Use BigQuery agent analytics

BigQuery agent analytics is an open source solution that lets you capture, analyze, and visualize multimodal agent interaction data at scale by streaming raw agent interactions—such as requests, responses, tool calls, and errors—directly into BigQuery. This solution lets you perform AI-powered evaluations, optimize agent prompts, and extract long-term memory to enhance future interactions. BigQuery agent analytics is supported in Agent Development Kit (ADK) and LangGraph (Preview).

Architecture

BigQuery agent analytics streams agent activity data to BigQuery using the BigQuery Storage Write API, which provides high-throughput, low-latency log streaming without blocking agent execution.

The data flow consists of these stages:

Capture. Use plugins in the Agent Development Kit (ADK) or callbacks in LangGraph intercept interaction events to capture agent events.
Stream. Interaction events are sent to BigQuery through the Storage Write API. If a standardized schema doesn't exist, the agent creates one automatically.
Consume. Analyze and evaluate logged agent data. You can query raw data with SQL, track metrics on custom dashboards, or use the BigQuery agent analytics SDK to reconstruct and evaluate complex multi-turn agent execution traces.
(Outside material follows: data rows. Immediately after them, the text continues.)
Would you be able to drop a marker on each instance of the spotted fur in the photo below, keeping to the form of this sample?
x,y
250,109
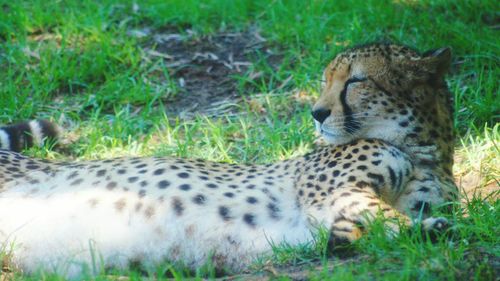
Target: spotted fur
x,y
71,216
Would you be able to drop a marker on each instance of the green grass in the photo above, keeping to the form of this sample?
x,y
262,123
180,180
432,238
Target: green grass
x,y
72,61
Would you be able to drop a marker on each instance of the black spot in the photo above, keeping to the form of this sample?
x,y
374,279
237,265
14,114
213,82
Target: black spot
x,y
422,206
199,199
224,213
424,189
142,193
132,179
378,177
253,200
163,184
392,176
274,211
211,185
322,178
72,175
332,164
362,167
76,182
111,185
158,172
249,219
177,206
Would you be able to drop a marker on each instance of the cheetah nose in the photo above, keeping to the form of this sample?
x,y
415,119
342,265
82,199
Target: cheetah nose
x,y
321,114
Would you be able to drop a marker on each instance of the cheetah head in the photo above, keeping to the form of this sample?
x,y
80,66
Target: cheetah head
x,y
388,92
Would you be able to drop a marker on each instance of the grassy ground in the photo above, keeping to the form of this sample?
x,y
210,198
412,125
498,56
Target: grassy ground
x,y
89,65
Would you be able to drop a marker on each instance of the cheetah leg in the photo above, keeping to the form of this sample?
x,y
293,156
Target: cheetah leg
x,y
425,191
354,209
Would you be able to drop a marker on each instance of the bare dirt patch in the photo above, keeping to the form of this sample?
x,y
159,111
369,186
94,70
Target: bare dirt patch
x,y
206,68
Diagram showing agent activity data flowing from orchestration frameworks into
BigQuery for
analysis.

Agent analytics benefits

Enable comprehensive logging with a single line of code and automate schema management.
Log and analyze multimodal data, such as text, images, video, and audio, by using object tables.
Track operational metrics, such as token consumption and latency, within a robust, predefined schema.
Identify optimization opportunities by using BigQuery generative AI functions and vector search.
Secure agent logs with granular access controls, data masking, and encryption.

Ways to capture agent log data

To capture your agent's interaction telemetry (requests, responses, tool calls, and error logs) natively into BigQuery, you can log event data in several ways:

Orchestration framework plugins: use standard logging plugins provided by your agent orchestration toolkit. For example, the BigQueryAgentAnalyticsPlugin in the Agent Development Kit (ADK) hooks into the agent runner to automatically intercept, serialize, and stream events.
Framework callback handlers: integrate standard callbacks in popular agent environments. For example, you can use the built-in BigQuery handler in LangGraph and LangChain to intercept and forward traces.
Direct API ingestion: for custom or proprietary frameworks, use the Google Cloud client libraries to stream structured events directly to your events table using the Storage Write API.

Regardless of the method, all logging options use the low-latency, high-throughput BigQuery Storage Write API. This API provides a robust streaming endpoint that buffers and serializes rows (using the PyArrow engine) asynchronously in memory before committing them, ensuring that observability pipeline tasks don't block your user-facing agent execution turns.

Ways to analyze agent log data

To understand and optimize your agent's performance, analyze and evaluate interaction logs in the following ways:

Direct SQL queries: run custom queries in BigQuery to compute metrics like token consumption and execution latency. You can also use AI.GENERATE for automated root-cause analysis of errors, or perform joins with business tables to measure business impact.
Interactive dashboards: connect visualization tools like Data Studio to prebuilt or custom BigQuery views to track agent health, error rates, and usage trends over time.
Jupyter notebooks: explore and experiment with log data using Python libraries, pandas, or BigFrames in interactive environments.
Python SDK: programmatically query, reconstruct, and audit agent execution traces directly in your application code or automated evaluation pipelines.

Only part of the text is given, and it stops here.